Assisting the secretary-manager in his administrative duties is the administrative sub-committee, which is composed of not less than three, nor more than five of the National Executive Council. The sub-committee meets as required and at the discretion of the chairman to interpret or clarify any particular points of Council policy, to make decisions on administrative matters and to transact items of business which are outside the terms of reference of the Secretary-Manager.
The Group Executive Council
At the intermediate level in the administrative structure of the Association is the Group Executive Council, responsible for the direction of Association affairs in a defined area. Six groups are established, i.e., the Maritime, Quebec, Ontario, Manitoba-North-west Ontario, Saskatchewan, and Alberta Groups. When for a time Wings which had formed a British Columbia Group became dormant the Group organization was disbanded. The resurgence however of active Wings in Vancouver and Victoria anticipates future reestablishment of this Group.
Each Group Executive Council consists of the President, Vice-President, Honorary Treasurer, National Executive Council member or members for the Group, and such other officers and members as may be determined at a regular or special group meeting.
A Group Executive Council, within its region, is both an extension of the National Executive Council in that it is committed to the national policy, and the executive branch of the association in its area whose purpose is to carry out the objects of the Association. A regional council may initiate, for the benefit of the wings under its jurisdiction, policies and programs separate from but complementary to the national program.
The function of the Group Executive Council is to coordinate and encourage the efforts of the Wings of the Association in its region, to originate and direct a suitable program for the advancement of Association aims and to carry out the policy directions issued by the National Executive Council.
The broad base of the RCAF Association structure is the Wing level. While it is appreciated that the local organization is directed by Association policies established by the members‟ representatives at both the regional and national levels, it must not be forgotten that in addition to this Wing executives may originate programs and projects to meet the specific needs of the membership and the community in which the Wing is located.

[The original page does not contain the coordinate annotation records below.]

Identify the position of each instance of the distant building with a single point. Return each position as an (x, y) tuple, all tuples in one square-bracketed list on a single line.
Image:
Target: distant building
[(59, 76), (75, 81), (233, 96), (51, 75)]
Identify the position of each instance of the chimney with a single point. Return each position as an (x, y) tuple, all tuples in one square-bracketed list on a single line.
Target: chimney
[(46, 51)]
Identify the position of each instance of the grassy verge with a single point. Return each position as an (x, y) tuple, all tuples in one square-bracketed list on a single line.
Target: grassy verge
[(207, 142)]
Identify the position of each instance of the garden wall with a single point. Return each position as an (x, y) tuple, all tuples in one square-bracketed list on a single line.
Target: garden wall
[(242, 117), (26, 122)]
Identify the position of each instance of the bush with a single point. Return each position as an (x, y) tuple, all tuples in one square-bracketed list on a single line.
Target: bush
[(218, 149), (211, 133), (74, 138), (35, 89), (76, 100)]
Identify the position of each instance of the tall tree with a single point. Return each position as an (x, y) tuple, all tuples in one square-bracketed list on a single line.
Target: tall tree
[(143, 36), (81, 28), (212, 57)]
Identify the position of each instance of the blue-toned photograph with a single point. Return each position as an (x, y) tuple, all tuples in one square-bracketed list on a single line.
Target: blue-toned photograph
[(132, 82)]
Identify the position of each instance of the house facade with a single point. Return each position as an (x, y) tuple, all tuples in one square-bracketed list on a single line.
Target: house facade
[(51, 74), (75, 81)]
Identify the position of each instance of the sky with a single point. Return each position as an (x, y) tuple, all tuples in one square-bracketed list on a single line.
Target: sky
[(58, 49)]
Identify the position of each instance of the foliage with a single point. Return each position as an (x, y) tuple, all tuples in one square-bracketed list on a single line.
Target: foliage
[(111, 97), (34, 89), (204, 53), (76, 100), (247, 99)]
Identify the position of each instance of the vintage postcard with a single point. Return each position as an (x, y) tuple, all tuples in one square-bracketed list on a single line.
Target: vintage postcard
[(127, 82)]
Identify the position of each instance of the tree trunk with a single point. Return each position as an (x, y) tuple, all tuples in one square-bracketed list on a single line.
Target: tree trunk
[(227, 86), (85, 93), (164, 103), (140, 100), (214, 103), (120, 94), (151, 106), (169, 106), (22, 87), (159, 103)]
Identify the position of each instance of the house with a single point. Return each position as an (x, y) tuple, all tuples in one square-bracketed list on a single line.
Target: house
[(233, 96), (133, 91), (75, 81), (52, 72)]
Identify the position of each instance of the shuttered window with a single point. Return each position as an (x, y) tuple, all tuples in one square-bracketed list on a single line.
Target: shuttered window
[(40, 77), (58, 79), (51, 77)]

Each Wing Executive Council carries out on a smaller scale the same type of policy making and programming as a group or national council. Its area of responsibility is local and in this area it is faced with a wide range of possibilities. Projects and activities commenced at the local level for the benefit or enjoyment of local members, or as a service to the community, may be suitable for adoption by the association on a regional and eventually a national basis.
Thus the Wing executive in its direction of local Association affairs is in a position to add great strength to the Association as a national organization. Wing members are anxious to demonstrate that the qualities on which their fine record of service was based are the same qualities on which good citizenship is based. It is the function of the Wing executive to provide the means whereby these qualities may be exercised in effective demonstration to the community that former air force personnel are capable and responsible citizens, proud of their service accomplishments, and proud to participate in community advancement.